Ashaki M. Jackson is the author of two chapter-length collections – Language Lesson (Miel) and Surveillance (Writ Large Press). Jackson serves as a VIDA: Women in Literary Arts executive board member and is co-founder of Women Who Submit. She is a social psychologist living in Los Angeles, CA.

TK Lê is an LA-based introvert and disorganized organizer. Her writing is often focused on her family, war trauma, and memory. She has two chapbooks, A Roof & Some Refuge and The Labor of Longing, and her latest project is a story about a Vietnamese grandma who gets stuck in a teleportation device. She turns to cats, crafting, and Steven Universe for therapy.
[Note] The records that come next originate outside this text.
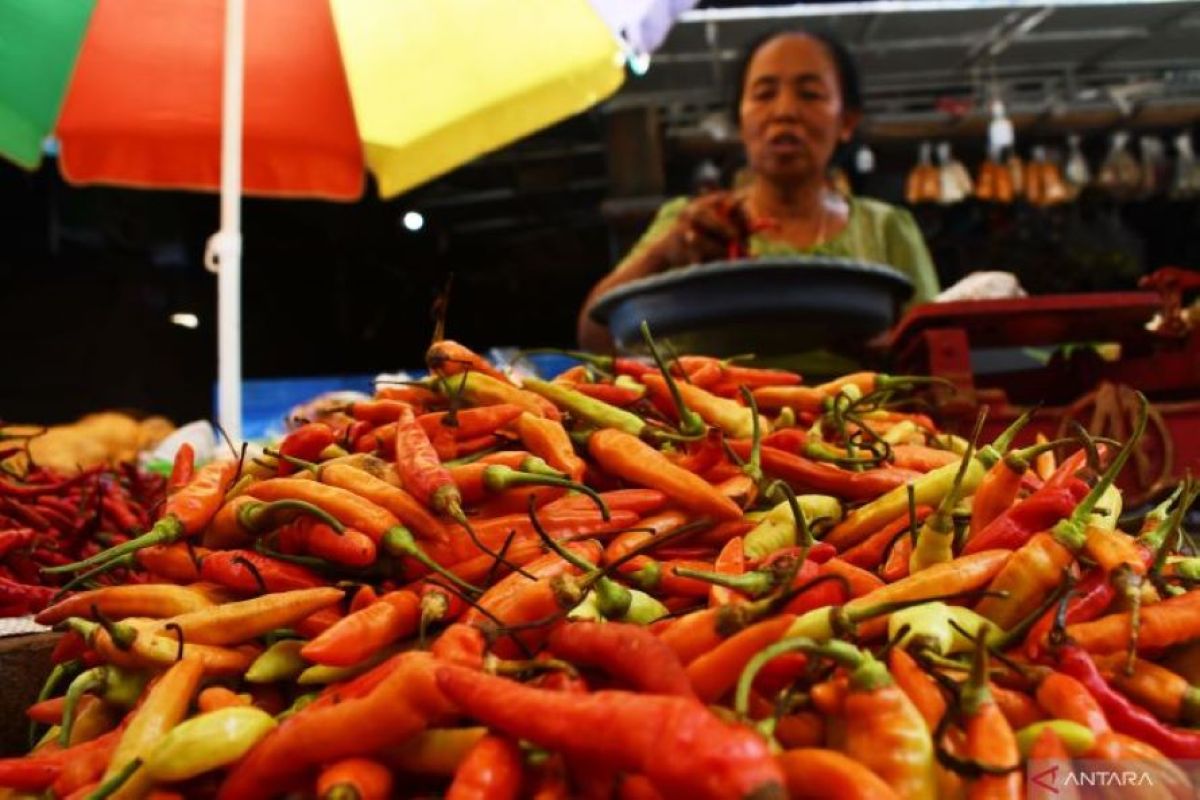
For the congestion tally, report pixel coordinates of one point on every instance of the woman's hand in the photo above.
(703, 232)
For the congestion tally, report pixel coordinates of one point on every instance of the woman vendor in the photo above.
(797, 100)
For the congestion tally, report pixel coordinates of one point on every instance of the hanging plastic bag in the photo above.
(1153, 166)
(922, 185)
(1120, 174)
(1186, 181)
(954, 181)
(1078, 173)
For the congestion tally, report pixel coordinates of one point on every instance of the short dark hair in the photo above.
(843, 62)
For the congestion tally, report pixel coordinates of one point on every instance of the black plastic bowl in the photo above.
(767, 306)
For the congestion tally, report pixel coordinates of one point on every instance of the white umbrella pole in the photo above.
(223, 253)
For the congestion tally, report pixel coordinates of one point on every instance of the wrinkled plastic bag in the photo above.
(983, 286)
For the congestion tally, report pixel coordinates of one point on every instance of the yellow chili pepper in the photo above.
(165, 707)
(929, 489)
(777, 529)
(207, 743)
(239, 621)
(281, 661)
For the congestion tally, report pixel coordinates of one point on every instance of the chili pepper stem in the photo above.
(499, 477)
(754, 584)
(84, 683)
(59, 673)
(165, 531)
(400, 541)
(112, 785)
(753, 467)
(802, 523)
(262, 516)
(454, 510)
(690, 423)
(603, 362)
(83, 577)
(1071, 533)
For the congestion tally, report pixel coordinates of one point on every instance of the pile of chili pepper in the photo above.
(49, 519)
(665, 578)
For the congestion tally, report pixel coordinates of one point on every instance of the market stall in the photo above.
(965, 567)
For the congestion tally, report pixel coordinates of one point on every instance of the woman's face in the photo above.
(792, 116)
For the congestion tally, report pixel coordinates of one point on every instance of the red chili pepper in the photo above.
(310, 536)
(461, 644)
(117, 507)
(628, 653)
(420, 469)
(1037, 512)
(31, 489)
(305, 443)
(360, 779)
(27, 515)
(183, 469)
(677, 743)
(31, 597)
(13, 539)
(827, 479)
(450, 358)
(490, 771)
(1123, 715)
(611, 394)
(730, 561)
(256, 573)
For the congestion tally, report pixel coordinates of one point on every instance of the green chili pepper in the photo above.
(1078, 739)
(281, 661)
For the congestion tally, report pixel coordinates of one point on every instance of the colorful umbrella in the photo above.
(133, 91)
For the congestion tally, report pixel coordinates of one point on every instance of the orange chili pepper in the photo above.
(406, 507)
(1065, 698)
(628, 457)
(354, 779)
(135, 600)
(921, 689)
(869, 553)
(363, 633)
(347, 507)
(549, 440)
(717, 672)
(449, 358)
(816, 774)
(220, 697)
(731, 560)
(403, 691)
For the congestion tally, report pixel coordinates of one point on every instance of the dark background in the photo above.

A native of Gainesville, Florida, Natalie J. Graham earned her M.F.A. in Creative Writing at the University of Florida and completed her Ph.D. in American Studies at Michigan State University as a University Distinguished Fellow. Her poems have appeared in Callaloo, New England Review, Valley Voices: A Literary Review, and Southern Humanities Review; and her articles are forthcoming in The Journal of Popular Culture and Transition. She is a Cave Canem fellow and assistant professor of African American Studies at California State University, Fullerton.